もっと気の利いたことが言えない自分が情けない。


手紙を読んで、衝動的に追いかけてきた。それは事実だ。

でも、こうして面と向かうと、改めて気恥ずかしいことを自覚するしかない。


クレアは剣を下ろし、複雑な表情でルシアンを見た。

「……どうして、ここにいるの」

張りつめていた緊張が、少し緩んだようだった。驚きと、困惑と、かすかな安堵。


「クレアの手紙を読んだから」


「手紙を読んだからって……」


クレアは言葉を詰まらせた。そして、顔を背けた。


「その……団も違うし、無茶するのは、私たちだけで十分でしょう」

その声は、少し震えていた。


「だから、来たんだ」

ルシアンは立ち上がりながら言った。


「うちの団長には怒られるだろうけど、無茶をする時は、せめて俺も一緒にいたいなって」


クレアは何も答えなかった。ただ、少しだけ頬を染めて、髪を掻き上げた。そばかすの散る頬が、わずかに赤くなっている。


「クレア、後ろに誰かいたのか?」


前方から、低い男の声が聞こえた。


「副団長、大丈夫。知っている人だから」

クレアが答えると、木々の間から四人の男たちが現れた。


先頭にいるのは、片目に包帯を巻いた細身の男。ゴリアテやゲイルと同じく、長く戦場で生きてきた強者の風格がある。彼が副団長のギルフォードだろう。その後ろにも三人の男たち。


「知っている人、こんな場所でか?」

ギルフォードが、ルシアンを見た。鋭い眼光。片目を失っても、その威圧感は変わらない。


「サルタニアから王都への護衛依頼で一緒だった、ガーゴイル団のルシアン」

クレアが、ルシアンを手短に紹介した。


「その、はじめまして、ルシアンです」

ギルフォードは、しばらくルシアンを見つめた後、小さく頷いた。


「とりあえず、人間なのは間違いなさそうだ。俺はギルフォード、サイクロプス団の副団長をしている。

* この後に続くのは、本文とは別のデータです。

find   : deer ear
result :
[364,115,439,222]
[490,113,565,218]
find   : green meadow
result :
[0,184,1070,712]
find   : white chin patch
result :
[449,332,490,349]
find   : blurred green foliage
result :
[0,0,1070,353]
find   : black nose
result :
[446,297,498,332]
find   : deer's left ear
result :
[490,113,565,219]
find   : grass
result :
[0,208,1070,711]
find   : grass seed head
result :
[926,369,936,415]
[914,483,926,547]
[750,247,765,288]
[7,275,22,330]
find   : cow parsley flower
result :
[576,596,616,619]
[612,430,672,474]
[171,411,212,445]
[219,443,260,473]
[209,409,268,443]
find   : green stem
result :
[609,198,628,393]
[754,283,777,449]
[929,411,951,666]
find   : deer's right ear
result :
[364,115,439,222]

お前さん、サルタニアからここまで、どうやって来た?」


「馬車と、徒歩で」


「一人で?」


「はい」


ギルフォードの隻眼が、鋭くルシアンを見つめる。

「……とりあえず、小休憩を取る。お前たちも少し休め」

ギルフォードの合図で、全員がその場に腰を下ろした。


「俺はアレン。よろしくな」

「ジムだ」

「フォードって呼んでくれ」


「あらためて、ルシアンです。ハイドさんに聞きました。皆さんがサイクロプス団の精鋭だって」

一人一人と軽い握手をする。


アレンは若く顔立ちの整った男だ。長髪をバンダナでとめている。ブロードソードとショートソードを二振り腰に帯びている。

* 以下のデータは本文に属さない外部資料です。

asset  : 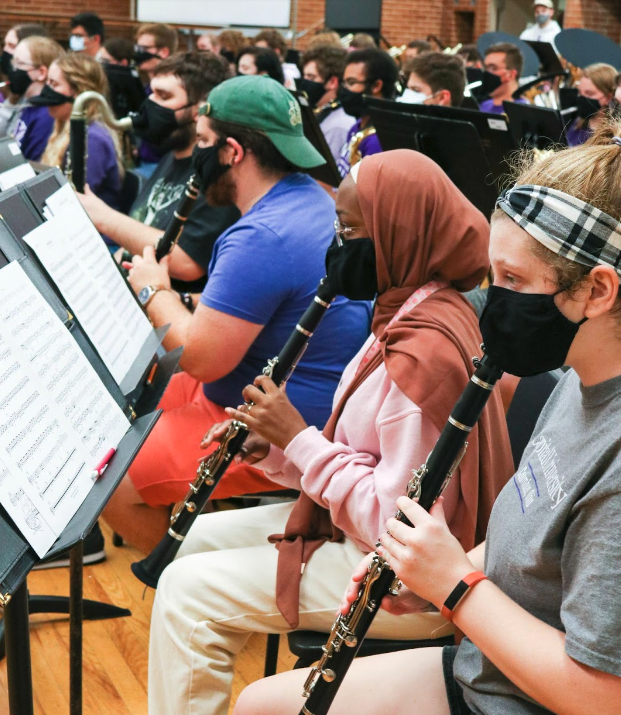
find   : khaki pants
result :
[149,503,450,715]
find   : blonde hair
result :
[19,35,65,68]
[582,62,618,97]
[41,51,123,177]
[492,116,621,302]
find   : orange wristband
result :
[440,571,487,621]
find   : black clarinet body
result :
[67,117,87,194]
[132,279,335,588]
[155,175,200,263]
[300,355,502,715]
[66,90,132,194]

ジムは頭髪がなく、顎髭が伸びているせいでかなり年長に見えた。両手持ちのバスタードソードを背中に背負っている。


フォードは休憩中も腰を下ろさず周囲を警戒していた。ショートソードに、投擲斧、投擲ナイフ、背中にはクロスボウを背負っている。


「それで、一応聞くが、ルシアンはクレアが呼んだのか?」

ギルフォードがクレアに揶揄うような目をむける


「そんな訳ないでしょ!手紙に書いただけよ」


「そうです、手紙を読んで、大変なことが起きてるのを知って、俺が勝手に追いかけてきました……もちろん実力が劣るのは分かっていますが、その待っていられなくて」


「…だ、そうだ。クレア、良かったな」


「そんなつもりで書いたんじゃなかったのに、もう…」


「そういえば…」


ルシアンは荷物から水袋を取り出した。二つ持ってきた水袋は、ルシアンが節約してきたので一が丸々残っていた。

「水、足りていますか?必要ならどうぞ」


ルシアンの言葉に、アレンが目を輝かせた。


「本当か!助かる!先の戦闘で、水袋が裂かれちまったんだ」


「破れた革袋、途中で見ました。遠慮なく飲んでください」


ジムが、苦笑しながら言った。ルシアンは、ジムの腕に包帯が巻かれているのに気づいた。包帯の隙間から、血が滲んでいる。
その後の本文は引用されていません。